Die Annahme von Erwerbsaufwendungen setzt allerdings auch in diesen Fällen voraus, dass die - die Aufwendungen auslösenden - schuldhaften Handlungen noch im Rahmen der betrieblichen oder beruflichen Aufgabenerfüllung liegen und nicht auf privaten, den betrieblichen oder beruflichen Zusammenhang aufhebenden Umständen beruhen.

Eine erwerbsbezogene Veranlassung wird aufgehoben, wenn die strafbaren Handlungen mit der Erwerbstätigkeit des Steuerpflichtigen nur insoweit im Zusammenhang stehen, als diese eine Gelegenheit zu einer Straftat verschafft. Gleiches gilt, wenn der Arbeitnehmer seinen Arbeitgeber bewusst schädigen wollte oder sich oder einen Dritten durch die schädigende Handlung bereichert hat.

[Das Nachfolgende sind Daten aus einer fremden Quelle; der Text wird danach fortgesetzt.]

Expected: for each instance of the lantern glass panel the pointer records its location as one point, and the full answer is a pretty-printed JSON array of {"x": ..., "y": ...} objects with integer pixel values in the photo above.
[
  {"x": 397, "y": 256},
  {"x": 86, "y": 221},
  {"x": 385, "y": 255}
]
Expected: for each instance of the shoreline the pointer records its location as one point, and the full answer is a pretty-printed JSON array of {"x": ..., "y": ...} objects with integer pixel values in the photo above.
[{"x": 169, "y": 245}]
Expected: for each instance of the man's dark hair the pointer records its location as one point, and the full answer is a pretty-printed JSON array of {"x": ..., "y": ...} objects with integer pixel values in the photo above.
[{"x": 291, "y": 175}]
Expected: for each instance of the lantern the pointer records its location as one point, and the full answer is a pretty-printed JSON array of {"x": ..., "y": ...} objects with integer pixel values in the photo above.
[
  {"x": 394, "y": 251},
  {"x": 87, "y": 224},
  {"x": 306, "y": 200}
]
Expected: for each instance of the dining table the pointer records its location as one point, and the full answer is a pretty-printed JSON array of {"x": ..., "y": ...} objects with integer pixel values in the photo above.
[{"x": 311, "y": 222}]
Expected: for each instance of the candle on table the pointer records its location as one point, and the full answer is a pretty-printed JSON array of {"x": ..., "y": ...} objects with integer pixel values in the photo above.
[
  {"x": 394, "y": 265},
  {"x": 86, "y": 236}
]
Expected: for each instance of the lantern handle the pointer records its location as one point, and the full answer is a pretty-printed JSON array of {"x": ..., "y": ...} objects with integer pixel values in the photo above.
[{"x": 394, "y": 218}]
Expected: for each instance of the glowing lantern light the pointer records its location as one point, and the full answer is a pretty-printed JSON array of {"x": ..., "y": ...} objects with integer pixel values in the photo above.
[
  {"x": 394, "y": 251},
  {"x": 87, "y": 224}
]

BFH  v. 20.10.2016, VI R 27/15

Hinweis:

Im Streitfall war der Kläger Vorstandsmitglied einer AG und war an dieser beteiligt. Aus dieser Aktienbeteiligung floss ihm für das Geschäftsjahr 1997 eine Dividendenzahlung zu. Nach der Veräußerung der Beteiligung und dem Ausscheiden aus dem Vorstand wurde der Kläger wegen des Erstellens einer falschen Bilanz zum 31.12.1997 strafrechtlich zur Verantwortung gezogen. Überdies machte die AG zivilgerichtlich Schadensersatzansprüche gegen ihn geltend. Der Zivilrechtsstreit wurde durch einen Vergleich beendet. In seiner Einkommensteuererklärung für das Streitjahr wollte der Kläger Zahlungen von über 1,2 Mio. € als Werbungskosten bei seinen Einkünften aus nichtselbständiger Arbeit berücksichtigt wissen. Finanzamt und Finanzgericht lehnten dies ab. Die Zahlungen seien nicht beruflich, sondern privat veranlasst, weil der Kläger aus der schädigenden Handlung - insbesondere der unrichtigen Darstellung der Vermögensverhältnisse der AG - einen wirtschaftlichen Vorteil gezogen habe.

Der BFH hat entschieden, dass dem Kläger bezüglich der streitigen Schadensersatzleistungen kein Werbungskostenabzug zusteht.

Die Gewinnausschüttung, an der der Kläger teilhatte, wäre ohne den überhöhten Gewinnausweis, den der Kläger als Vorstand der AG zu verantworten hatte, nicht möglich gewesen. Zudem hat der Kläger dadurch den Wert seiner Beteiligung verfälscht und bei der Veräußerung seiner Aktien einen ansonsten am Markt nicht zu erzielenden Kaufpreis erlangt. In einem solchen Fall wird der Erwerbsbezug von Schadensersatzleistungen an den geschädigten Arbeitgeber und beruflichem Fehlverhalten aufgehoben. Ein Werbungskostenabzug entsprechender Aufwendungen ist damit ausgeschlossen.